A primeira edição de ‘Big brother’, produzida na Holanda, mostrava cinco mulheres e quatro homens, com idades entre 20 e 44 anos, convivendo numa casa em Amsterdã, totalmente isolados do mundo exterior. A cada duas semanas, os telespectadores eram convidados a eliminar um candidato, e o último a sair ganhou US$ 120 mil. O nome foi extraído do romance ‘1984’, de George Orwell: nele, Big Brother (Grande Irmão) era o nome do mecanismo que o governo usava para controlar cada passo dos cidadãos.

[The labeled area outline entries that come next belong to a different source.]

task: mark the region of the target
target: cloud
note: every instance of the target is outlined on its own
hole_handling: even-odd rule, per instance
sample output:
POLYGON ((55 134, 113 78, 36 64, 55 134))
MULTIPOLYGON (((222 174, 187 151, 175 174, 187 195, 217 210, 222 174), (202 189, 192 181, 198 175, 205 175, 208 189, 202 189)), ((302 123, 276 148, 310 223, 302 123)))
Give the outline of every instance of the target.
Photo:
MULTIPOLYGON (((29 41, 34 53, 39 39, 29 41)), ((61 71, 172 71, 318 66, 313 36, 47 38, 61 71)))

O completo isolamento dos concorrentes é uma das regras básicas da atração. Tanto que os candidatos que participavam do programa em Portugal, na África do Sul, na Dinamarca e na Bélgica em 11 de setembro deste ano não ficaram sabendo que os Estados Unidos haviam sofrido um atentado terrorista. Somente na Holanda os responsáveis pelo programa decidiram quebrar as regras do jogo e contar aos concorrentes que o mundo estava à beira de uma nova guerra.

Na maioria dos países em que é exibido, ‘Big brother’ vira fenômeno. Em Portugal, onde está em sua terceira edição, o programa vem fazendo uma multidão sintonizar a TVI, que liderou a audiência quando exibiu a primeira versão do jogo. Lá, há inclusive um canal pago que exibe ‘Big brother’ 24 horas por dia, exatamente como vai acontecer no Brasil.

A França resistiu o quanto pôde à onda dos reality shows , mas também acabou se rendendo ao programa: ‘Loft story’, versão local de ‘Big brother’, levou a emissora M6 ao primeiro lugar e fez o presidente da TF 1, até então a líder de audiência, esbravejar, alegando que o programa nada acrescentava à cultura francesa. Menos de dois meses depois, no entanto, a TF1 assinava contrato com a Endemol para produzir outros de seus formatos."